Are all pointers derived from pointers to structure types the same?
Asked Answered
G

2

28

The Question

The question of whether all pointers derived from pointers to structure types are the same, is not easy to answer. I find it to be a significant question for the following two primary reasons.

A. The lack of a pointer to pointer to 'any' incomplete or object type, imposes a limitation on convenient function interfaces, such as:

int allocate(ANY_TYPE  **p,
             size_t    s);

int main(void)
{
    int *p;
    int r = allocate(&p, sizeof *p);
}

[Complete code sample]

The existing pointer to 'any' incomplete or object type is explicitly described as:

C99 / C11 §6.3.2.3 p1:

A pointer to void may be converted to or from a pointer to any incomplete or object type. [...]

A pointer derived from the existing pointer to 'any' incomplete or object type, pointer to pointer to void, is strictly a pointer to pointer to void, and is not required to be convertible with a pointer derived from a pointer to 'any' incomplete or object type.


B. It is not uncommon for programmers to utilize conventions based on assumptions that are not required, related to the generalization of pointers, knowingly or unknowingly, while depending on their experience with their specific implementations. Assumptions such as being convertible, being representable as integers, or sharing a common property: object size, representation, or alignment.


The words of the standard

According to C99 §6.2.5 p27 / C11 §6.2.5 p28:

[...] All pointers to structure types shall have the same representation and alignment requirements as each other. [...]

Followed by C99 TC3 Footnote 39 / C11 Footnote 48:

The same representation and alignment requirements are meant to imply interchangeability as arguments to functions, return values from functions, and members of unions.

Although the standard doesn't say: "A pointer to a structure type" and the following words have been chosen: "All pointers to structure types", it doesn't explicitly specify whether it applies to a recursive derivation of such pointers.

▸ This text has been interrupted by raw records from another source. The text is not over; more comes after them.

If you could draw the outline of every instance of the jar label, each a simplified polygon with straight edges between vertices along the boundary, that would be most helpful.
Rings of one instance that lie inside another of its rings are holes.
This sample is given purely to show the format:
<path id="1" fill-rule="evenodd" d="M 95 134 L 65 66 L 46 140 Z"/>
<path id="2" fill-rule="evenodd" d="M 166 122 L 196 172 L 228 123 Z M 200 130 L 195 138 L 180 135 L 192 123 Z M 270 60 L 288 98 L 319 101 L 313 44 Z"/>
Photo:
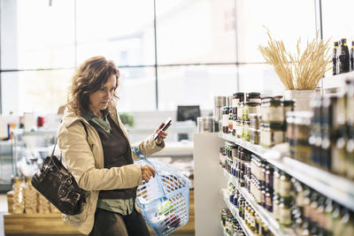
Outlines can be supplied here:
<path id="1" fill-rule="evenodd" d="M 279 208 L 279 202 L 277 203 L 274 202 L 274 205 L 273 206 L 273 216 L 274 217 L 275 219 L 279 219 L 279 212 L 280 208 Z"/>
<path id="2" fill-rule="evenodd" d="M 249 102 L 250 102 L 250 103 L 260 103 L 261 100 L 260 100 L 260 98 L 250 98 Z"/>
<path id="3" fill-rule="evenodd" d="M 239 98 L 234 98 L 233 102 L 232 102 L 232 106 L 233 107 L 237 107 L 238 103 L 240 103 L 240 99 Z"/>
<path id="4" fill-rule="evenodd" d="M 284 121 L 282 106 L 264 107 L 261 112 L 262 112 L 263 121 L 280 122 L 280 123 L 282 123 Z"/>
<path id="5" fill-rule="evenodd" d="M 237 107 L 237 118 L 243 119 L 243 107 Z"/>
<path id="6" fill-rule="evenodd" d="M 222 126 L 228 126 L 228 114 L 222 115 Z"/>
<path id="7" fill-rule="evenodd" d="M 281 196 L 289 196 L 289 195 L 290 195 L 290 190 L 291 190 L 291 182 L 290 182 L 290 180 L 285 180 L 285 181 L 281 181 L 281 189 L 279 191 Z"/>
<path id="8" fill-rule="evenodd" d="M 279 222 L 283 225 L 291 224 L 290 208 L 281 207 Z"/>
<path id="9" fill-rule="evenodd" d="M 266 147 L 272 147 L 275 144 L 281 143 L 284 141 L 284 132 L 282 131 L 266 131 L 260 132 L 260 143 Z"/>

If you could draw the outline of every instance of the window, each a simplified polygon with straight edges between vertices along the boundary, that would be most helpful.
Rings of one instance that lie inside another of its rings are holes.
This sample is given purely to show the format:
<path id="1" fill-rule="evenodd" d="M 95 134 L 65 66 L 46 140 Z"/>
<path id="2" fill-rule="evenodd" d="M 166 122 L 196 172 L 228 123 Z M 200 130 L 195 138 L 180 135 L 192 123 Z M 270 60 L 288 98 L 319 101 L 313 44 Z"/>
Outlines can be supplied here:
<path id="1" fill-rule="evenodd" d="M 352 1 L 320 3 L 324 39 L 333 45 L 347 38 L 350 46 Z M 123 111 L 175 110 L 178 105 L 212 110 L 214 95 L 280 95 L 284 88 L 258 49 L 267 41 L 264 26 L 295 49 L 299 37 L 305 42 L 316 35 L 319 9 L 307 0 L 0 4 L 4 114 L 56 112 L 66 101 L 75 66 L 97 55 L 114 60 L 121 71 L 118 105 Z"/>

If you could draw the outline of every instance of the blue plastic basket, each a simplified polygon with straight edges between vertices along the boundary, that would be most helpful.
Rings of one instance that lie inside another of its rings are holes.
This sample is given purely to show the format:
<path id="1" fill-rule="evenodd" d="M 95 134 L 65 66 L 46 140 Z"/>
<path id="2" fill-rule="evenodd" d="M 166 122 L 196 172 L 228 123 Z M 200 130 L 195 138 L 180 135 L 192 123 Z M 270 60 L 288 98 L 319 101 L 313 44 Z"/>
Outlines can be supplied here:
<path id="1" fill-rule="evenodd" d="M 189 221 L 190 182 L 168 165 L 137 155 L 142 160 L 135 164 L 151 165 L 157 175 L 138 187 L 136 204 L 157 235 L 168 235 Z"/>

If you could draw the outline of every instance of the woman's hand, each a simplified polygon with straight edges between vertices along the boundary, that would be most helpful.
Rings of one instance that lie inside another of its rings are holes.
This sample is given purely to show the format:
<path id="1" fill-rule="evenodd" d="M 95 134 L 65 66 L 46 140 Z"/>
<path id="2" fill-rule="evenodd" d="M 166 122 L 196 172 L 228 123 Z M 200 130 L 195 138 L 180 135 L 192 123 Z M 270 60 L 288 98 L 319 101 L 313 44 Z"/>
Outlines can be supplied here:
<path id="1" fill-rule="evenodd" d="M 156 171 L 155 169 L 152 168 L 149 164 L 142 165 L 142 179 L 146 183 L 149 183 L 149 179 L 152 177 L 155 177 Z"/>
<path id="2" fill-rule="evenodd" d="M 158 126 L 158 128 L 157 128 L 154 132 L 155 133 L 158 133 L 158 138 L 156 139 L 156 144 L 157 145 L 161 145 L 162 141 L 164 141 L 164 139 L 165 139 L 167 137 L 167 132 L 166 130 L 168 129 L 169 126 L 171 126 L 172 123 L 170 123 L 170 125 L 168 125 L 165 131 L 162 131 L 160 129 L 162 129 L 162 127 L 165 126 L 165 122 L 162 122 L 161 125 Z"/>

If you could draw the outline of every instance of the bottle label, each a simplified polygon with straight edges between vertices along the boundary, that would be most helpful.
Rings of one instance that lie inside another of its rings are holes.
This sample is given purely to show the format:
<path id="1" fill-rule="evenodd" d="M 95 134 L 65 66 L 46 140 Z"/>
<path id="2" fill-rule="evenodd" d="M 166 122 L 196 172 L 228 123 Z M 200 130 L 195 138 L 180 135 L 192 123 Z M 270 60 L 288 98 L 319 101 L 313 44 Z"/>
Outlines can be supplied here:
<path id="1" fill-rule="evenodd" d="M 279 122 L 284 121 L 283 107 L 263 107 L 261 109 L 262 120 L 268 122 Z"/>
<path id="2" fill-rule="evenodd" d="M 275 144 L 281 143 L 284 141 L 284 132 L 282 131 L 261 131 L 260 142 L 266 147 L 272 147 Z"/>
<path id="3" fill-rule="evenodd" d="M 290 180 L 281 180 L 281 189 L 280 189 L 280 194 L 281 196 L 289 196 L 290 194 L 290 189 L 291 189 L 291 182 Z"/>
<path id="4" fill-rule="evenodd" d="M 280 217 L 279 221 L 283 225 L 290 225 L 291 224 L 291 210 L 290 208 L 282 207 L 280 209 Z"/>

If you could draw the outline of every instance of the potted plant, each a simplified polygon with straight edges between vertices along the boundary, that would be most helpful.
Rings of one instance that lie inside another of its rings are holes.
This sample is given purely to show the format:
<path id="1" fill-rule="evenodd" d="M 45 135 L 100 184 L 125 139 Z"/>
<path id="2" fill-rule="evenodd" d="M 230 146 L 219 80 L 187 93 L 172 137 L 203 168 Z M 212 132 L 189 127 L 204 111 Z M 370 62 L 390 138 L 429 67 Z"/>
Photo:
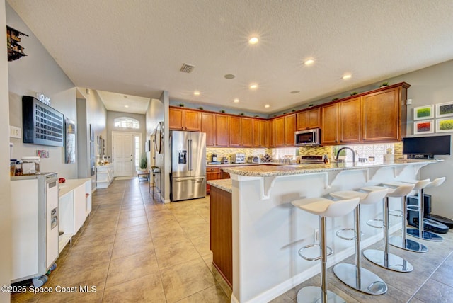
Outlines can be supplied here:
<path id="1" fill-rule="evenodd" d="M 140 163 L 139 163 L 140 169 L 146 170 L 148 167 L 148 163 L 147 161 L 147 156 L 145 154 L 142 154 L 140 157 Z"/>

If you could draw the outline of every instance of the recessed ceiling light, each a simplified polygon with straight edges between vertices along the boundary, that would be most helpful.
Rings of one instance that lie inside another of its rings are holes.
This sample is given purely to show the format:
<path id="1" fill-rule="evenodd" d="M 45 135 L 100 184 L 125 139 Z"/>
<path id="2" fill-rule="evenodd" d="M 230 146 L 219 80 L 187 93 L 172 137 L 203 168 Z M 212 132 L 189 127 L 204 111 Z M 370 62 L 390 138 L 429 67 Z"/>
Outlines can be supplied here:
<path id="1" fill-rule="evenodd" d="M 258 37 L 252 37 L 248 40 L 249 44 L 256 44 L 258 43 Z"/>
<path id="2" fill-rule="evenodd" d="M 352 75 L 350 74 L 345 74 L 343 76 L 343 80 L 349 80 L 350 79 L 351 79 L 352 76 Z"/>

In other occasions where special properties of pointers are mentioned in the standard, it doesn't explicitly specify or mention recursive pointer derivation, which means that either the 'type derivation' applies, or it doesn't- but it's not explicitly mentioned.

And although the phrasing "All pointers to" while referring to types is used only twice, (for structure and union types), as opposed to the more explicit phrasing: "A pointer to" which is used throughout the standard, we can't conclude whether it applies to a recursive derivation of such pointers.

Guerra answered 19/6, 2014 at 10:32 Comment(5)
Whatever the answer to your main question is, allocate is not a convenient interface by any stretch of imagination.Cham
Furthermore, it looks like your example has nothing to do with the question. If it had TYPE1 in a declaration and TYPE2 at the call site, it could be considered a legitimate example of pointers to different structs having the same representation. But as it stands now, your example only has pointers to the same struct type, and pointers to these pointers.Cham
@WouterHuysentruit I prefer answers that explain it all. If that becomes long, a ## tl;dr section makes sense. But remember that both questions and answers on SO are also supposed to be an example for others and help people with similar (even if not exact same) questions.Usance
Fair enough, upvote for the effort. Keep it up :)Douty
@n.m. if this worked it'd be a nicer form of realloc than the current one (reallocate the pointer in-place and use return value to check whether it succeeded or not) - currently it's a bit cumbersome to write code that recovers from realloc failureHudspeth
G
29

Background

The assumption that the standard implicitly requires all pointers to structure types, (complete, incomplete, compatible and incompatible), to have the same representation and alignment requirements, began at C89- many years before the standard required it explicitly. The reasoning behind it was the compatibility of incomplete types in separate translation units, and although according to the C standards committee, the original intent was to allow the compatibility of an incomplete type with its completed variation, the actual words of the standard did not describe it. This has been amended in the second Technical corrigendum to C89, and therefore made the original assumption concrete.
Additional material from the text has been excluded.